Considering Fairness in Affirmative Action in Schools
Dec. 1, 2006 — -- When Crystal Meredith moved to Louisville, Ky., and tried to enroll her 5-year-old son in kindergarten a couple blocks from their house, officials pointed her elsewhere, to a school that was a 90-minute bus ride away.
A school that was closer to their home, officials told her, couldn't accept another white student like Joshua that year.
Meredith, a single mother, wasn't looking for a fight. After driving Joshua across town to school every day, she decided she'd bypassed the closer school long enough.
She sued and is now at the center of the most significant legal battle over race to reach the Supreme Court in years.
"Joshua was denied entrance to a school for no other reason than racial classification," said Teddy Gordon, Meredith's attorney. "There was room at the school. There were plenty of empty seats. This was a racial quota."
Meredith and other parents who sued the Louisville school district argue that the racial assignment plans amount to unconstitutional race discrimination.
The school district contends that it's not discriminating against anyone, but instead is trying to maintain racially balanced and integrated schools for the benefit of all.
The justices will hear arguments in the case on Monday, as well as in a similar case from Seattle.
The cases are the first major battle over race for the newly constituted Supreme Court, led by Chief Justice John Roberts, and they could set important guidelines for the use of racial preferences in the future.

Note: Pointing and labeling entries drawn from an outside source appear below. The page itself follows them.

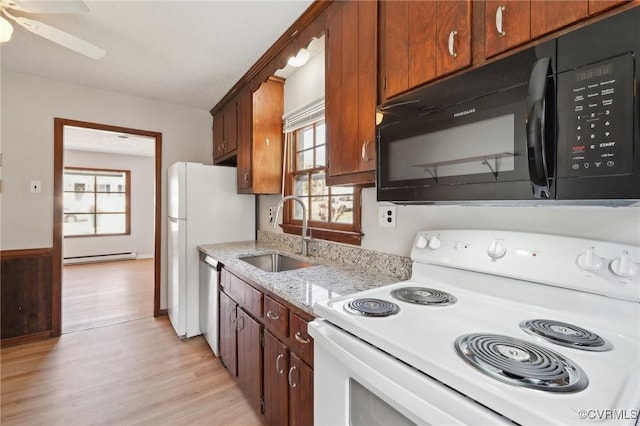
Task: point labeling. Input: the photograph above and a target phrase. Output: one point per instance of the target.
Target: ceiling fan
(43, 30)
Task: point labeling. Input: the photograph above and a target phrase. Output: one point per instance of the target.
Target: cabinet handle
(452, 47)
(364, 155)
(278, 369)
(301, 340)
(290, 377)
(239, 325)
(499, 11)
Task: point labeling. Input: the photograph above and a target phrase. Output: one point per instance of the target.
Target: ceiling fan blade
(47, 6)
(65, 39)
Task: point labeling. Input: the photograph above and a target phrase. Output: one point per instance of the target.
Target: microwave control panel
(595, 113)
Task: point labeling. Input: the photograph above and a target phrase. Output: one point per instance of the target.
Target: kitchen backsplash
(384, 263)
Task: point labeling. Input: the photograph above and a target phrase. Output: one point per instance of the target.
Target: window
(96, 202)
(333, 212)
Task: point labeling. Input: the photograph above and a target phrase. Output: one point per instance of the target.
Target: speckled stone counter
(301, 287)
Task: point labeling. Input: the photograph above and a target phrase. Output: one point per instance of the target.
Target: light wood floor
(133, 372)
(98, 294)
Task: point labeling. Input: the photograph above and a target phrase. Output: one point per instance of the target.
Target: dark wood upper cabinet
(507, 25)
(422, 40)
(260, 138)
(350, 85)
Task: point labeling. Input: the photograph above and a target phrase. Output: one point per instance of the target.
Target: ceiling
(182, 52)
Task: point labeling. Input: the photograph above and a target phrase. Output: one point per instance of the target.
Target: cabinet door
(227, 322)
(276, 391)
(547, 16)
(453, 35)
(300, 379)
(218, 135)
(245, 124)
(249, 358)
(507, 25)
(351, 91)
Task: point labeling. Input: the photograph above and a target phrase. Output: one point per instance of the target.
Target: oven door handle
(541, 127)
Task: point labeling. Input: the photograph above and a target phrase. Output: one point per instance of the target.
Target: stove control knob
(496, 249)
(623, 266)
(589, 261)
(434, 243)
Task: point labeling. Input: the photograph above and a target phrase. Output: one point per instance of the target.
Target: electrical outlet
(36, 186)
(387, 216)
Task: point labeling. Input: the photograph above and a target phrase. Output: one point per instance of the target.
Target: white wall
(29, 105)
(142, 175)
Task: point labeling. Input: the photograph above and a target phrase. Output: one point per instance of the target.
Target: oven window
(455, 151)
(367, 409)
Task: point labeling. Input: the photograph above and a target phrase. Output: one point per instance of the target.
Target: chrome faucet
(305, 238)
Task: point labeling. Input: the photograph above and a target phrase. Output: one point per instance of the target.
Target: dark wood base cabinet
(269, 353)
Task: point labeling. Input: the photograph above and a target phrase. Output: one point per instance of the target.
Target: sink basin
(275, 262)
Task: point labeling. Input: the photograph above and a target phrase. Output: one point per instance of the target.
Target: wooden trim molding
(310, 24)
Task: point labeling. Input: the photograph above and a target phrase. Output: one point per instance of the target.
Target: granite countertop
(301, 287)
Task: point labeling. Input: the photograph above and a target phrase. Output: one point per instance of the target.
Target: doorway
(79, 222)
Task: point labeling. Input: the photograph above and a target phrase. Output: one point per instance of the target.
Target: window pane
(301, 185)
(321, 156)
(342, 209)
(319, 184)
(319, 209)
(297, 210)
(320, 134)
(77, 183)
(78, 202)
(305, 138)
(111, 202)
(115, 183)
(111, 223)
(78, 224)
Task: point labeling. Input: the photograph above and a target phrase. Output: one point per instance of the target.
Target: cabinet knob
(278, 369)
(301, 340)
(499, 29)
(364, 155)
(452, 46)
(290, 377)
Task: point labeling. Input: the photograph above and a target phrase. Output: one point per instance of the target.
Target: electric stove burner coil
(521, 363)
(372, 307)
(565, 334)
(424, 296)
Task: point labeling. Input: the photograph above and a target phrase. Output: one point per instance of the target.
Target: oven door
(357, 384)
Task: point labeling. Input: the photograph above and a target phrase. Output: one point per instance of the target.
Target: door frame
(58, 209)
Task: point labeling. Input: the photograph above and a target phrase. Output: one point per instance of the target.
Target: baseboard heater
(100, 258)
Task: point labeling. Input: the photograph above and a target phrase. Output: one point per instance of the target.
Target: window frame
(331, 231)
(95, 171)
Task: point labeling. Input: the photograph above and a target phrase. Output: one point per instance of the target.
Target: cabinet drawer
(276, 317)
(301, 342)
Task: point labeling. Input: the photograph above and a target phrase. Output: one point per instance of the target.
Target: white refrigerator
(203, 208)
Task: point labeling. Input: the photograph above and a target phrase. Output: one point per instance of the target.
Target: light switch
(36, 186)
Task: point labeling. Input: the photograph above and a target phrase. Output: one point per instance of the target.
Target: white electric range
(505, 327)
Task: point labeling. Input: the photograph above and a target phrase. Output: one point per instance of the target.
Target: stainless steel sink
(275, 262)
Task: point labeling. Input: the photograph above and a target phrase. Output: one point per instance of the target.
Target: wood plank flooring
(132, 373)
(98, 294)
(123, 367)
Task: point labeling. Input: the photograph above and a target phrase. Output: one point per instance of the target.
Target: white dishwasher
(209, 274)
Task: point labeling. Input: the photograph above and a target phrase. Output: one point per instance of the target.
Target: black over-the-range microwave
(558, 121)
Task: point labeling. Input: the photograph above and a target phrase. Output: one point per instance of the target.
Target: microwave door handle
(540, 110)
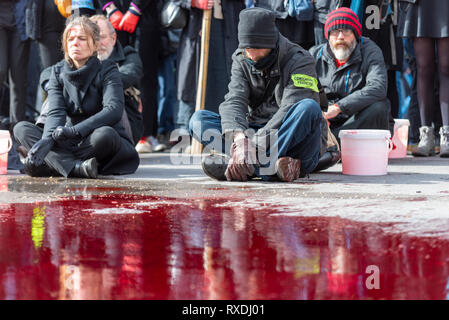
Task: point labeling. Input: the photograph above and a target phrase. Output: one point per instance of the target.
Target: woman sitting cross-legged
(84, 134)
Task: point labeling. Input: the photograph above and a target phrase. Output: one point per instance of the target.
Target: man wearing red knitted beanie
(352, 71)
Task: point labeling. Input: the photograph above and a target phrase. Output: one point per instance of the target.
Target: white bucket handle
(9, 146)
(390, 144)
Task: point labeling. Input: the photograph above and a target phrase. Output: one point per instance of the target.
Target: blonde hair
(89, 27)
(100, 17)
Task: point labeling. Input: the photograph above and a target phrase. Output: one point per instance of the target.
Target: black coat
(190, 46)
(91, 97)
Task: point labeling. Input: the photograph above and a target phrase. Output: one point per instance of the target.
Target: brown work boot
(288, 169)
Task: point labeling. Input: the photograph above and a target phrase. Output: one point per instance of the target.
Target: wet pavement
(169, 232)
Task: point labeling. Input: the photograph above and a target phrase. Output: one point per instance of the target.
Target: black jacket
(264, 99)
(91, 97)
(360, 82)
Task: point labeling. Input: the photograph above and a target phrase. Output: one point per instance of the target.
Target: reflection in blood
(147, 247)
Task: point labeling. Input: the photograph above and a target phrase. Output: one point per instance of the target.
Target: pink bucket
(400, 139)
(5, 146)
(365, 152)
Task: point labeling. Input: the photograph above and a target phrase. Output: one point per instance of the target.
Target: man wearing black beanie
(273, 92)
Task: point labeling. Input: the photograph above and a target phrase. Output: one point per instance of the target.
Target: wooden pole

Civil rights advocates say nothing less than integrated public education is at stake.
They say a ruling against the school districts would undermine the promise of Brown vs. Board of Education, the landmark 1954 decision that outlawed separate systems of education for black and white schoolchildren.
"The question before the Supreme Court now is whether it will be illegal or unconstitutional to voluntarily maintain school desegregation, school integration, in the 21st century," said Ted Shaw, president of the NAACP Legal Defense and Educational Fund. "It is an easy question. It is what is left of Brown vs. Board of Education."